When new freelance writers ask me what kind of writing I do, they are sometimes surprised to discover that I work primarily in web content. “Don’t magazines pay more and isn’t it better to have your name in print?” they ask. Indeed, magazines seem like the superior freelance writing alternative but before you decide to go down that route, you need to remember a critical part of your freelancing business that most freelancers completely forget: Cash flow.

My choice to write web content over magazine content is not because I prefer to charge less. Instead, there is a very practical reason for it: Cash flow is the money that comes into your freelancing business. Cash flow is a critical part of business because it allows you to keep working: You can pay your bills and put food on your table. Even if it’s not a pile of profit, it’s still important to have cash coming in so that you can afford to continue earning more cash.

Way back when I first started freelance writing full time, I had already written a few magazine articles before and knew something about the magazine industry: They can pay pretty well, but it can take days or even weeks (4-6 weeks is the average that I’ve found) to get a response on an article idea. Once you get a response, you write the article and submit it. Once they approve it (after your revisions), they put it into their publishing cycle and it might not be published for 1 to 6 months. And in most cases, magazines pay 1 to 3 months after publication. Add that up and you could be looking at 6 to 9 months before you see payment, sent by check through snail mail.

How do you pay your bills in the mean time?

Web content may pay less per word (but you’ll discover as you build up some experience in this business that it doesn’t actually pay that much less), but the projects can be won faster, completed faster, published faster, and you’ll get paid faster. I may earn slightly less per word writing for the web but I can earn it at a far faster rate.

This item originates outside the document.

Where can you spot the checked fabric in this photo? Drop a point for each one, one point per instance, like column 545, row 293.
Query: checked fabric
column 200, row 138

Don’t get me wrong, magazine content is good: We still live in a world where print content tends to be viewed with more credibility and authority than web content, and once you have your foot in the door of a few magazines, it’s easier to get more magazine work. And, once you have a good system going where the content you wrote for a magazine six months ago is paying you today while the content you wrote for a magazine five months ago is paying you next month. But until you get to that point, magazine writing is going to keep your cash flow from being as good as it could be.

Whether you are starting out as a freelancer or you’ve been working for a few years, cash flow will continue to be of critical importance to the survival of your business. While you might end up finding ways to pursue higher paying projects, remember what I’ve told you here as a lesson to consider when weighing your options between potentially more profitable projects or projects that provide cash flow today.